The phagocytic capacity of peripheral neutrophils and the blood values of complement from rats treated with DCF and DCF-ves were not considerably altered during the experiment, demonstrating that the tested substances do not modify the rat’s immune defense capacity.

Measuring the activity of some enzymes involved in cellular oxidation processes revealed that the treatment with DCF and DCF-ves did not substantially influence the oxidative stress in rats.

5. Conclusions

We achieved a novel method for obtaining DCF loaded lipid vesicles which were physicochemical and structurally characterized.

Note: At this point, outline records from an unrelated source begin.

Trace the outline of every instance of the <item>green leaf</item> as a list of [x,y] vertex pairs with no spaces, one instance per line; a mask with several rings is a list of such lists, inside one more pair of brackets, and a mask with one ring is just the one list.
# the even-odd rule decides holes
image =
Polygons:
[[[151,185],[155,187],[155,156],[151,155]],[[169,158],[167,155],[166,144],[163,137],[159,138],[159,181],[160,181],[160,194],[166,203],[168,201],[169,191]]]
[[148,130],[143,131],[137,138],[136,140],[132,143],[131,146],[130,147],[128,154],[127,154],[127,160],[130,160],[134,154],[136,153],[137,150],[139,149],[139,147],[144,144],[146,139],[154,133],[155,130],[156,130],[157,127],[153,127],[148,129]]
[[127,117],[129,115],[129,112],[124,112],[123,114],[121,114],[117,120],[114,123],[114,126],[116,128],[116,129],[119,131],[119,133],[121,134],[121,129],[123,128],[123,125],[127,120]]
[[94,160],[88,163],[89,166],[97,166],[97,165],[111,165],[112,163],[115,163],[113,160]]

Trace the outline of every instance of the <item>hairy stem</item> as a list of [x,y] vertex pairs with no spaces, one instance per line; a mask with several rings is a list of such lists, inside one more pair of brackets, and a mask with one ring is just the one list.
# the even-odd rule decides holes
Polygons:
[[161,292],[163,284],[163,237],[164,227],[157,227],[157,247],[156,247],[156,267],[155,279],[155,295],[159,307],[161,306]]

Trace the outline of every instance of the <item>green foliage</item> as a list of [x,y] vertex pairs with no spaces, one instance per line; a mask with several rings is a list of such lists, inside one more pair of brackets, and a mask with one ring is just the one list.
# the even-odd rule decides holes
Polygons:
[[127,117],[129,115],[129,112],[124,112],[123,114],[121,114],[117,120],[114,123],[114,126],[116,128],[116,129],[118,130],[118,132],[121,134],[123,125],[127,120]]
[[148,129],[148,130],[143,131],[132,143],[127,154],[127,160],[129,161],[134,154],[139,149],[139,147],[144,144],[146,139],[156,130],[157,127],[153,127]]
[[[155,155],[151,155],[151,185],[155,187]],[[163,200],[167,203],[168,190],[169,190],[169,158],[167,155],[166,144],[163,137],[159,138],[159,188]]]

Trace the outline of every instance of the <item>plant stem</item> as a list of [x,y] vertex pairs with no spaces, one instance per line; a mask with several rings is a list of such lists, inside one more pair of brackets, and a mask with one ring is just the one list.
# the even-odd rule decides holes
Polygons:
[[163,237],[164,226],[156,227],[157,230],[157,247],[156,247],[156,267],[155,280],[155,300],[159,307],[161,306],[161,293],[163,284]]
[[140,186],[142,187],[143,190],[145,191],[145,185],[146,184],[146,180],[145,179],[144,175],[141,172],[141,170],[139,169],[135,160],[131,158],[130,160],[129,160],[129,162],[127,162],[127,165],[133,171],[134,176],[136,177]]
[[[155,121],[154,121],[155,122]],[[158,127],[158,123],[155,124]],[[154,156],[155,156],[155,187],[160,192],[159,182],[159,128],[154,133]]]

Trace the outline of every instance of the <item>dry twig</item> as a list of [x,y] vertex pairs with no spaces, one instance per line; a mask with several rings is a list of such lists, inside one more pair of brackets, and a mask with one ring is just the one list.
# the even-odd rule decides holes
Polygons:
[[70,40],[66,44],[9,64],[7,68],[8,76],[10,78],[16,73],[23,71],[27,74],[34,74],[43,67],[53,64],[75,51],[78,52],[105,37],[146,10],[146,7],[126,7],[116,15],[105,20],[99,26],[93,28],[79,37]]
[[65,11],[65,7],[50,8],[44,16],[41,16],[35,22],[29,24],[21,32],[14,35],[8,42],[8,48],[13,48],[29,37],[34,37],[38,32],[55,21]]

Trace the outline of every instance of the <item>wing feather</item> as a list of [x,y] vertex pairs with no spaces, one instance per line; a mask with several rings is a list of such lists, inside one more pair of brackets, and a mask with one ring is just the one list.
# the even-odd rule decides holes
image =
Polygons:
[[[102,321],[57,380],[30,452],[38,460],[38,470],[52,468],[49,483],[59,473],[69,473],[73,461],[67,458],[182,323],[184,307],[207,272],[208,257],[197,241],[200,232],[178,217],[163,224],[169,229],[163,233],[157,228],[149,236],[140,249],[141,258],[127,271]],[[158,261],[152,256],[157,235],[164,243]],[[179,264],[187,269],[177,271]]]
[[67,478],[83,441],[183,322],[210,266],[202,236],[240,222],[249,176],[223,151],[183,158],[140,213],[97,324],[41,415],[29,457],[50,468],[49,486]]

Preliminary evaluation using the blood hemolysis assay proved a good in vitro biocompatibility of the DCF-ves.

The use of micro-particles containing DCF was accompanied by similar hematological, biochemical and immune responses with non-entrapped drug and did not significantly influence the oxidative stress in rats. In addition, the histological evaluation did not evidence significant alterations of liver and kidney tissue configuration nor the stomach architecture in rats treated with DCF-ves, compared with control animals. These studies suggest that DCF lipid vesicles stabilized with chitosan may be suitable for in vivo use as drug delivery systems, with future possible medical uses.